Receiving a FIN simply means that there is no data flow in that direction. It is normal for a client to perform active shutdown and enter TIME_WAIT, while a server usually performs passive shutdown and does not enter TIME_WAIT.
Sending an HTTP request
Now that the TCP connection is established, the browser can communicate with the server, sending HTTP requests. A browser sends an HTTP request with three things: the request line, the request header, and the request body.

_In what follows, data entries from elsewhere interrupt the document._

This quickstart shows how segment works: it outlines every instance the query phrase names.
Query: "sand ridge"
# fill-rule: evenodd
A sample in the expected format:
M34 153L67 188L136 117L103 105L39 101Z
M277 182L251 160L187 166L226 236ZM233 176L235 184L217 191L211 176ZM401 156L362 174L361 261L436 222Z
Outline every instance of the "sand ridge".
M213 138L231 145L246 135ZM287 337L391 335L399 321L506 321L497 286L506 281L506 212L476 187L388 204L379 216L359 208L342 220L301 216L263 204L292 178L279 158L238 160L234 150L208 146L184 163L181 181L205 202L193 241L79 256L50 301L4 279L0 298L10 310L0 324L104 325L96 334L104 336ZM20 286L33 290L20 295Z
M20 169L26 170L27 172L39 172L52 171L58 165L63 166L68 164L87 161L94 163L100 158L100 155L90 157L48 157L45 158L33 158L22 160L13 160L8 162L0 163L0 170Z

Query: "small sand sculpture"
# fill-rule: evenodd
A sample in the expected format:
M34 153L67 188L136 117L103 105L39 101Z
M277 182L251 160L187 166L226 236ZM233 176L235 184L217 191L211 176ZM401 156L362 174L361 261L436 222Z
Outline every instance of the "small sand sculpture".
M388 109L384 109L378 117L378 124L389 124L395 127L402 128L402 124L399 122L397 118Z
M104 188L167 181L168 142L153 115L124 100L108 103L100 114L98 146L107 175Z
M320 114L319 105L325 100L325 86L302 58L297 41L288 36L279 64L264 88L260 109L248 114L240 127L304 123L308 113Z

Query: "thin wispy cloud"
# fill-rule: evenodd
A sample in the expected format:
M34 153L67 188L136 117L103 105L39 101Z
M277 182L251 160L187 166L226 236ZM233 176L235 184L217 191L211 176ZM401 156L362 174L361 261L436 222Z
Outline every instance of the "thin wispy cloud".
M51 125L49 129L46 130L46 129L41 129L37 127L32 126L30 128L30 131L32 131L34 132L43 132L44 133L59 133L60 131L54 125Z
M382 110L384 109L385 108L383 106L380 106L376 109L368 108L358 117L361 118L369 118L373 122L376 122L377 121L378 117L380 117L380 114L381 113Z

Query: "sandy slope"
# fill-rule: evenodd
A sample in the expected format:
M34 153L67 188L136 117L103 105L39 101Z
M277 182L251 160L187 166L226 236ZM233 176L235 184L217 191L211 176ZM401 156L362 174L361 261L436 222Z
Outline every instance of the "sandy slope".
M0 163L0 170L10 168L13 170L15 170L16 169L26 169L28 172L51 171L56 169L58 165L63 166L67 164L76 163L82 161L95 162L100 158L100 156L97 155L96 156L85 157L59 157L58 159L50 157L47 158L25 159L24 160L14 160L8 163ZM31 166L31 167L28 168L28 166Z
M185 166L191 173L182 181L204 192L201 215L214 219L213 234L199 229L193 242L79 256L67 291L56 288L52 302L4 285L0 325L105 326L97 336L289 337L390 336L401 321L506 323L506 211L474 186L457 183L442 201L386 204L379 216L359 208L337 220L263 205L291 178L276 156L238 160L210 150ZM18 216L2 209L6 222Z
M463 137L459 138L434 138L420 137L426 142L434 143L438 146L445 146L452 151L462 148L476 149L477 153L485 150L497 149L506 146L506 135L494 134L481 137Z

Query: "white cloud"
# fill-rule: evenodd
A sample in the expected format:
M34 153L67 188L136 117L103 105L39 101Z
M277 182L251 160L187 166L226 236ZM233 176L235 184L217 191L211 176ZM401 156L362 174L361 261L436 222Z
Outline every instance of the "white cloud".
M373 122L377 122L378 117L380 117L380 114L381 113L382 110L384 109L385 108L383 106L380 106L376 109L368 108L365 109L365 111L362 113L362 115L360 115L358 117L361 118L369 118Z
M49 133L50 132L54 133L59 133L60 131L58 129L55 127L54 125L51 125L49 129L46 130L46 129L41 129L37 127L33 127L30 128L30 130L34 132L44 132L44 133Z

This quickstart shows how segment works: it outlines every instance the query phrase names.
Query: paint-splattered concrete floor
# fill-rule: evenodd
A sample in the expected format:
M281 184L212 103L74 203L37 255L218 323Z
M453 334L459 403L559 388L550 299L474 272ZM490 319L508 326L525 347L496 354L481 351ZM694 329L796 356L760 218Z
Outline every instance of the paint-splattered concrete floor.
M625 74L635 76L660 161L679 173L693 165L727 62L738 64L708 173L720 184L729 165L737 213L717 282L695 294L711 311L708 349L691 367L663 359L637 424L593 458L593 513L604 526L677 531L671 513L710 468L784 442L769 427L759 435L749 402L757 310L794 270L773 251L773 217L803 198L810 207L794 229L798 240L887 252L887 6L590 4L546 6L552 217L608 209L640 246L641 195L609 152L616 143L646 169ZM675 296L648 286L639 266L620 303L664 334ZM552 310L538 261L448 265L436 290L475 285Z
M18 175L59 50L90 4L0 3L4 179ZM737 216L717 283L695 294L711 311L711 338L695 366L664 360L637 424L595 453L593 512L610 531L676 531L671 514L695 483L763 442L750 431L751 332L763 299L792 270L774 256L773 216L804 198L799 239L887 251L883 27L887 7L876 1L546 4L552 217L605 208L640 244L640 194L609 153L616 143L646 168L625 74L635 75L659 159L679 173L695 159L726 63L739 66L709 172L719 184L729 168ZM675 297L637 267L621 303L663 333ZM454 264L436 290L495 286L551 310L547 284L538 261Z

Cache-control, if-Modified-since, and if-none-match are all identifiers that may be placed in the request header as Cache information.
Finally, there is the request body, which only exists under the POST method, a common scenario being form submission.
The network response
The HTTP request arrives at the server and the server processes it. Finally, the data is passed to the browser, which returns a web response.
Like the request part, a network response has three parts: the response line, the response header, and the response body.
The response line consists of the HTTP protocol version, status code, and status description. As follows:
HTTP / 1.1 200 OK
The response header contains some information about the server and the data it returned, when the server generated the data, the type of data it returned, and information about the Cookie to be written.
What happens when the response is complete? Does the TCP connection break down?
Not necessarily. If the request header or response header contains Connection: keep-alive, it indicates that a persistent Connection has been established. In this way, the TCP Connection will remain Alive and the resources of the unified site will reuse this Connection.
Otherwise, the TCP connection is disconnected and the request-response process ends.